Way back in 1996, I recommended viewing yourself as a product, not an employee.
And ten years ago, how to avoid the proximity trap — the tendency to pay more attention to those who have access than to those who have answers.
Agree on redefine the “I” for “Integration” in IT. To extend the thought, “Integration” has always been part of the “Information” itself but growing more important as the world producing more data in many more possible domains & devices.
Giving more room to shadow IT is good for business enablement so we could move faster. The other less obvious but very important challenge is to keep a reasonable service level & security within the highly integrated clouds which would still require strong governance.
My heaven’s a good set of specs? What a concept. Course the team responsible for this consults the business unit but they must remember they are the “experts”. And they can’t ask a question like “is a 30 second response time okay?” Because the Users, who don’t know any better will say “Why, yes it is.” Blaming the Users because it is a “User Defined Specification” is disingenuous.
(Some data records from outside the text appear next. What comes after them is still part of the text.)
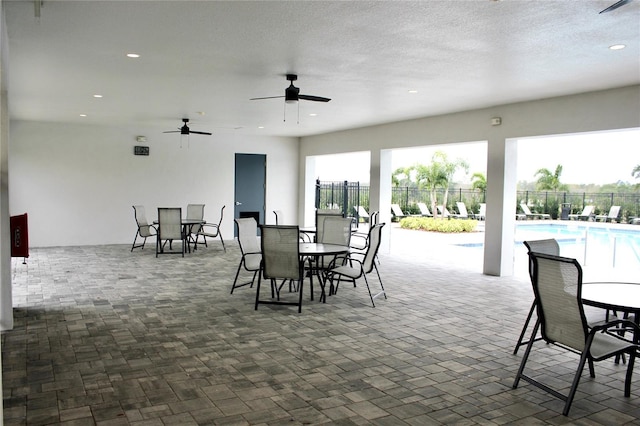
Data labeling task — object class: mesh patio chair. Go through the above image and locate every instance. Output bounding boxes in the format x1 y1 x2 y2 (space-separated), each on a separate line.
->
255 225 304 313
131 206 158 251
231 217 262 294
513 238 560 355
156 207 187 257
327 223 387 308
513 252 640 416
193 206 227 252
513 238 617 355
187 204 204 246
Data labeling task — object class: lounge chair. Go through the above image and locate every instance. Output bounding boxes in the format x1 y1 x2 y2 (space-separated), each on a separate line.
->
569 205 594 220
353 206 369 222
596 206 620 222
473 203 488 220
391 204 407 220
516 203 551 219
418 203 433 217
436 206 458 219
456 201 470 219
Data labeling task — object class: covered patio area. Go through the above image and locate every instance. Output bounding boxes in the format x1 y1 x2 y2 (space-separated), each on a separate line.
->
2 225 640 425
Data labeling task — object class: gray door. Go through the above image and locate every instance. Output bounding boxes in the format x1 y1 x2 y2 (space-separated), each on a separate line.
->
233 154 267 237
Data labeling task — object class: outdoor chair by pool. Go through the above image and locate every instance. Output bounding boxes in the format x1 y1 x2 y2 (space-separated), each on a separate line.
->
131 206 157 251
391 204 406 220
520 203 551 219
418 203 433 217
316 209 344 242
513 238 616 355
436 206 458 218
474 203 487 220
596 206 620 222
194 206 227 252
456 201 469 219
353 206 369 222
513 238 560 355
569 205 595 220
187 204 204 248
255 225 304 313
231 217 262 294
513 253 640 416
327 223 387 308
156 207 187 257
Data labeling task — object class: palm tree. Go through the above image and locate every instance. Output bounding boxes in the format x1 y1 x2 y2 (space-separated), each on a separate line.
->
414 151 469 217
471 172 487 192
534 164 568 191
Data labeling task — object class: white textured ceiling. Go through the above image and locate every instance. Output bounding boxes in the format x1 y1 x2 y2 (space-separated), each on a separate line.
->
4 0 640 136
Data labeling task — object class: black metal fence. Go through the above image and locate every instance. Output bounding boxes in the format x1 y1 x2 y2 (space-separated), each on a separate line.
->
316 181 640 220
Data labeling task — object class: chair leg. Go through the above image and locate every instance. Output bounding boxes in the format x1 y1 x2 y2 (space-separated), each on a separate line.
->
513 300 536 355
373 262 387 299
512 318 540 389
562 348 591 416
624 350 636 398
255 274 262 311
231 260 244 294
219 233 227 253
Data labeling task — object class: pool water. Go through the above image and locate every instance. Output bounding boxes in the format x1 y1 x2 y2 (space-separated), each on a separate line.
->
462 221 640 279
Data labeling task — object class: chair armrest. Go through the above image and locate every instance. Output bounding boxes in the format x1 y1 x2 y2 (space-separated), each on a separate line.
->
589 319 640 343
197 223 220 238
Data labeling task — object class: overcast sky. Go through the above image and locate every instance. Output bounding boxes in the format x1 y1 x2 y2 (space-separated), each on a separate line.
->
316 129 640 185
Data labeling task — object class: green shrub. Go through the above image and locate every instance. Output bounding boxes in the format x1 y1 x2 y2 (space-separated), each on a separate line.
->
400 217 478 233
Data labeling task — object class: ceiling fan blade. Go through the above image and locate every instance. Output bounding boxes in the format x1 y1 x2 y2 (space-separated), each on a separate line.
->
298 95 331 102
600 0 631 13
249 96 284 101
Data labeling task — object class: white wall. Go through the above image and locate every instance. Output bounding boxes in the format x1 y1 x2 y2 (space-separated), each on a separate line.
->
9 121 299 247
299 85 640 276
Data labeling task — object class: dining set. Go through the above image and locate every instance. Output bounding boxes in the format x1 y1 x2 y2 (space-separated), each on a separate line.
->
131 204 226 257
513 238 640 416
231 211 387 313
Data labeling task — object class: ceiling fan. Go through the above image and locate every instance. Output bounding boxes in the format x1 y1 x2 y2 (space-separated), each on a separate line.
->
249 74 331 103
162 118 211 135
600 0 631 13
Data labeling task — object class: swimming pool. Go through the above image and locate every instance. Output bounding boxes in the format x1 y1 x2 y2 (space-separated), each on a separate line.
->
462 221 640 271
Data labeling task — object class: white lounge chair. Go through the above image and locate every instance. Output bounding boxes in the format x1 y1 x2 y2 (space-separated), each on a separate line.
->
391 204 406 220
456 201 469 219
418 203 433 217
596 206 620 222
474 203 487 220
516 203 551 219
569 205 595 220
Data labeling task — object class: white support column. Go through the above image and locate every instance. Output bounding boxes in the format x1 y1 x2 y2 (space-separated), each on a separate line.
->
369 150 392 253
483 138 518 276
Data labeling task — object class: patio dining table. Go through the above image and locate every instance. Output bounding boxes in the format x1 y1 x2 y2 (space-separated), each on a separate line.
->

My word where are the competent IT folks when you need them.
For me, when you said”
“In case the point isn’t clear: They’d better be and if they aren’t it’s time to replace them, and to fix the hiring process so such irresponsible people aren’t put in positions of responsibility any more.”
you described the crux of the matter and what has to be any HR’s biggest challenge. But, what is a solid definition of irresponsible in a position of power or authority? Some people are fine and productive when working own their own, but their actions become dysfunctional in the situations you describe in your piece.
If I ran HR for a company, each applicant would have to score high on:
1. Their ability to listen accurately what others are saying to them.
2. Their ability, style, timeliness, and readiness to admit publicly to their colleagues that they were wrong.
3. Their ability to know when they are wrong, rather that just disagreeing about something.
I would develop standard protocols for evaluating these capabilities of all new hires, and no hire anyone who didn’t score high in all 3 areas. That way, the hiring process would be fair, but less subject to personal charm or connection. That would be my way of keeping new dysfunction from arriving with new hires. That’s my 2 cents.